My mother thought that something was wrong with me. When I was in kindergarten or first grade, she took me to the doctor.
The problem? I wasn’t doing well in school. I wasn’t failing by any means, but I wasn’t excelling, either. The doctor told my mother that there was nothing wrong with me; I was just young and wasn’t ready to sit still in a class and learn.
Eventually, I did well in school.
For all I know, though, my mother never stopped worrying that something is wrong with me. And, in all honesty, something IS wrong with me — at least in terms of listening to a radio. I’m still not ready to sit still in front of a radio and learn.
I don’t listen to the radio very often. Generally, I only listen to it when I’m driving, and that certainly hasn’t happened often lately. So, I don’t really think much about radio information and what I manage to take in.
But the other day my son, Nolan, was at our house, and we were having our usual news-exchange “game.” Essentially, we “compete” to see who can find the most interesting, quirky item in the news to talk about at lunch. It’s kind of a good-natured one-upmanship in the search for conversation starters.
Anyway, he had heard a compelling story on the radio, which he shared, but he could only remember the “what,” not the “where” and “when.”
Of course, the “what” was the most interesting, but it was missing something without the “where” and “when.”
The problem, Nolan said, was that the radio announcer began with the boring details of where and when, so Nolan didn’t perk up and take notice of the story until after those details had already been revealed.
And I realized that this is my problem, too. I might catch a snippet of something, but rarely do I end up having taken in an entire news story when I hear it on the radio.
Nolan joked that radio announcers should begin all of their really interesting stories by saying something like, “PAY ATTENTION! GOOD STORY COMING UP!” Then readers would be in ready mode.
I actually love this idea, don’t you?
I mean, think about it. A radio doesn’t provide the kinds of cues to its readers that newspapers do — the kinds of cues that people like me need.

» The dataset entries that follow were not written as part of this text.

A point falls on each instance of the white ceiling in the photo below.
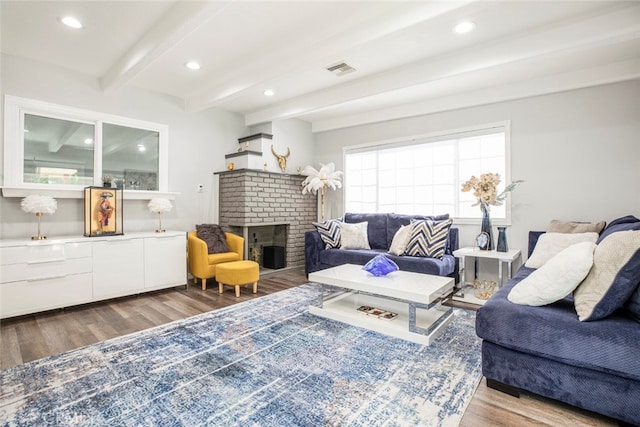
(408, 61)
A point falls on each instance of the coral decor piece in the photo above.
(39, 205)
(159, 205)
(484, 190)
(380, 265)
(319, 180)
(486, 194)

With newspapers, I can reread material to find what I missed the first time through. With radio, there are no redos — unless a story is repeated later, but, then, will I be listening closely enough the second time through?

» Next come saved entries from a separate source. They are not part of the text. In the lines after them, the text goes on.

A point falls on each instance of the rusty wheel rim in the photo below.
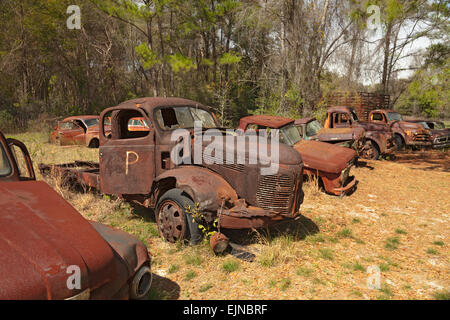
(369, 152)
(171, 222)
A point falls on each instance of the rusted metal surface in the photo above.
(412, 134)
(138, 167)
(323, 160)
(440, 134)
(347, 137)
(138, 124)
(9, 169)
(41, 235)
(361, 102)
(379, 136)
(264, 121)
(78, 130)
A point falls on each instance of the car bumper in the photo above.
(351, 183)
(242, 216)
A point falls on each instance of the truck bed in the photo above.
(86, 174)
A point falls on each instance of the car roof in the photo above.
(266, 121)
(88, 117)
(304, 121)
(151, 103)
(340, 109)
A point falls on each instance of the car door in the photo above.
(69, 133)
(377, 117)
(127, 158)
(342, 120)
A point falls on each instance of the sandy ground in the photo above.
(392, 231)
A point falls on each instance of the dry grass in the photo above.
(403, 203)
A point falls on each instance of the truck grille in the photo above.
(276, 192)
(422, 137)
(442, 140)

A newspaper might contain a lot of stories that a reader finds boring, but that reader can skip over those items. With a radio, there is no skipping. You can’t fast-forward through the boring stuff as you can with commercials on a TV. If you choose to ignore the radio when the boring stories are being reported, you risk missing the interesting ones when they come up.
Furthermore, newspapers have visual cues to alert readers to highly compelling information — such as larger fonts for headlines or longer stories or the addition of photographs. Radio, obviously, has none of these things.
So, yes, a good addition to radio would be special pronouncements prefacing the really fascinating stories. My mother deserves some peace of mind.